Yirmi Üçüncü Mektup
بِاسْمِهِ سُبْحَانَهُ [1] * وَاِنْ مِنْ شَىْءٍ اِلاَّ يُسَبِّحُ بِحَمْدِهِ * [2]
اَلسَّلاَمُ عَلَيْكُمْ وَرَحْمَةُ اللهِ وَبَرَكَاتُهُ اَبَدًا بِعَدَدِ عَاشِرَاتِ دَقَۤائِقِ عُمْرِكَ وَذَرَّاتِ وُجُودِكَ * [3]

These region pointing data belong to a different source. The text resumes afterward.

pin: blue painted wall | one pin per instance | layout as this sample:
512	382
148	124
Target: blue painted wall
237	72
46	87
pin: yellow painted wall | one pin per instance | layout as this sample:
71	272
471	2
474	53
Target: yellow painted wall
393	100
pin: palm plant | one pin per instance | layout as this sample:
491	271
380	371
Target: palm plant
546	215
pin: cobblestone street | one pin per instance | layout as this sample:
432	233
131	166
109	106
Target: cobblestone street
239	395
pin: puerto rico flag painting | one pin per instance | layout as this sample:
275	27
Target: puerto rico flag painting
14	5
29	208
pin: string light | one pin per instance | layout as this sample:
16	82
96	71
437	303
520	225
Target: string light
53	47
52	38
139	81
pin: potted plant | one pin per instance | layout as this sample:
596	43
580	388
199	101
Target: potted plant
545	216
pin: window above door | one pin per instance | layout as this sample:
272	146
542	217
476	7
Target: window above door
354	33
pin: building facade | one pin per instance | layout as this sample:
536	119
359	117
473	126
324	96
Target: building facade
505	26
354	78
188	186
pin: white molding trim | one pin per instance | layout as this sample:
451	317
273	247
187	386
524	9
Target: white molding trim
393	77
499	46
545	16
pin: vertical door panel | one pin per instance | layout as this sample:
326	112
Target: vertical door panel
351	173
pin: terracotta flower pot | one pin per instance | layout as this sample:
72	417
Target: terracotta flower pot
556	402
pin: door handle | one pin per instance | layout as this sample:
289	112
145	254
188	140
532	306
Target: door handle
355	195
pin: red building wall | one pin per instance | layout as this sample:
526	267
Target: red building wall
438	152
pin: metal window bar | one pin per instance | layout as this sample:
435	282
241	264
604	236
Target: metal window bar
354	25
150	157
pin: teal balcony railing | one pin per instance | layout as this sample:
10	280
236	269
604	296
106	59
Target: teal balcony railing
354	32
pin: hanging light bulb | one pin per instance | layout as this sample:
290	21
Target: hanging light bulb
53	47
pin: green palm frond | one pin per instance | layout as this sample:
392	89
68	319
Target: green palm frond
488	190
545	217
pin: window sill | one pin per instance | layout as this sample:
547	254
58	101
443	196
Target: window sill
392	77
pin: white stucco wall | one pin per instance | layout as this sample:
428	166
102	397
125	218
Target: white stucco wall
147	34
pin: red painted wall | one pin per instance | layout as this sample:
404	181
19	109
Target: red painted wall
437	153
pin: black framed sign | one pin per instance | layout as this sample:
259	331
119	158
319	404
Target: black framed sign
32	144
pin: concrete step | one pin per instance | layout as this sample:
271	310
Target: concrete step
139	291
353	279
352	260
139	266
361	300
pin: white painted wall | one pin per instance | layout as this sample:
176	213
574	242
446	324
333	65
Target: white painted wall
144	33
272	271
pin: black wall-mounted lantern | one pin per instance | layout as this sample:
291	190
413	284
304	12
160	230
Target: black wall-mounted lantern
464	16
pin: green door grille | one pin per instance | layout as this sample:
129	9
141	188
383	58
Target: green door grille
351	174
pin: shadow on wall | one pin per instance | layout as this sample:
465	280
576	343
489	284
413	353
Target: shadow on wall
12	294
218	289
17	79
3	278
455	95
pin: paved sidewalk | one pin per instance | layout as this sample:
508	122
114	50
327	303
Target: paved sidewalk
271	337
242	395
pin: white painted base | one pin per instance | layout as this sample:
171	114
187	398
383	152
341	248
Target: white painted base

AZİZ, gayretli, ciddî, hakikatli, hâlis, dirayetli kardeşim,
Bizim gibi hakikat ve âhiret kardeşlerin, ihtilâf-ı zaman ve mekân, sohbetlerine ve ünsiyetlerine bir mâni teşkil etmez. Biri şarkta, biri garpta, biri mazide, biri müstakbelde, biri dünyada, biri âhirette olsa da, beraber sayılabilirler ve sohbet edebilirler. Hususan birtek maksat için birtek vazifede bulunanlar, birbirinin aynı hükmündedirler. Sizi her sabah yanımda tasavvur edip, kazancımın bir kısmını, bir sülüsünü—Allah kabul etsin—size veriyorum. Duada, Abdülmecid ve Abdurrahman ile berabersiniz. İnşaallah her vakit hissenizi alırsınız.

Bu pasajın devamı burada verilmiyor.